Не одна Уляшка – съездили и еще кое-кто из станицы в австрийскую сторону, и Марина хоть маленькую сумочку, а умудрялась всучить для Пашутки. Даже Тимошка Котеняткин не утерпел, занял деньжонок и махнул за добычей. Пропадал долго, вернулся лишь перед Масляной. На людях хвастал, что привез всякого добра, а ходил в тех же заплатах, в каких поехал, и ребятишки, как были, так и остались голопузыми. Над ним весело подтрунивали: обмишулился глупый человек, прокатал зря последнюю копейку, а сознаться в этом стыдится...

Но слухи о внезапных обогащениях, о наживе там, на далеких полях опустошения и смерти, держались в народе прочно и дразнили не одно голодное воображение...

А дни шли за днями, хмурые, насыщенные тревогой, вестями о гибели то одного, то другого казачка, слезами, и стонами, и воем отчаяния. Шли недели, шли месяцы. И все не спалось по ночам Марине – гадала, молилась, всеми думками была с родимыми сыночками, старалась представить себе, что это за горы крутые – таинственные Карпаты. С замирающим сердцем каждый день ждала весточки, прислушивалась, не говорят ли о замирении...

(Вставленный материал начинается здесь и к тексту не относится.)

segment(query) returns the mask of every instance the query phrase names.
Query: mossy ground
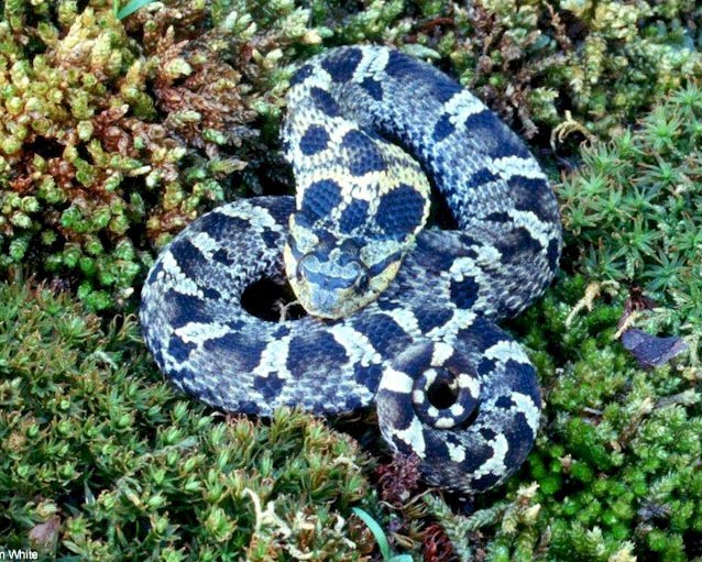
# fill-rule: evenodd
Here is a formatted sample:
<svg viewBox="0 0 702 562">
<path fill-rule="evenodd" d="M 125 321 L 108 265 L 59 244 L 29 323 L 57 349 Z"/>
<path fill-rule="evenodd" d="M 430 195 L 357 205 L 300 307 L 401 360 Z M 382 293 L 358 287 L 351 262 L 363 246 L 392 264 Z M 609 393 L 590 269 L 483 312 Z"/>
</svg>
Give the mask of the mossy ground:
<svg viewBox="0 0 702 562">
<path fill-rule="evenodd" d="M 701 559 L 699 3 L 154 7 L 119 21 L 106 0 L 2 4 L 0 549 L 377 560 L 350 516 L 361 506 L 417 560 Z M 224 417 L 177 395 L 130 316 L 185 223 L 289 192 L 287 80 L 357 42 L 474 89 L 531 140 L 562 206 L 562 274 L 508 326 L 539 367 L 542 430 L 523 470 L 469 504 L 421 495 L 410 460 L 376 473 L 303 414 Z M 690 353 L 643 370 L 623 321 L 684 337 Z"/>
</svg>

Великим постом пришел от Пашутки больной казак Фетиска Пастухов. До службы это был парень-орех, отчаянный картежник и конокрад, посидел и в тюрьме. Здоровенный казак, боец и озорник был, а вот служить не годился. Посчастливилось же этакому лодырю...

– Что ни самый лоботряс, то и отставной! – сказал Агап, услыхав о приходе Фетиски, и с досады не пошел даже спросить про Пашутку. Но Марина, как услыхала, сейчас же помчалась.

В Фетискиной избе народу было – рукой не пробить. В воротах встретилась Макрида – успела уж побывать у служивого.

– Гладкий, как боров! – сказала она, махнув рукой. Потом, уже на ходу, издали крикнула:

– Ногами, – говорит, – зыбнул. Да и видать: не семенный, желтый весь...

Пролезла и Марина в избу. Фетиска сидел за столом, в переднем углу, с стариками, – на столе стояло две бутылки вина, чашка с капустой и огурцами, чашка с ломтями соленого арбуза и миска с лапшой из сушеной вишни. Как и полагалось служивому, Фетиска троекратно облобызался с Мариной и на ее вопрос о Пашутке сказал, как и всем говорил:

– Ничего, слава богу, жив-здоров – как сам, так и конь...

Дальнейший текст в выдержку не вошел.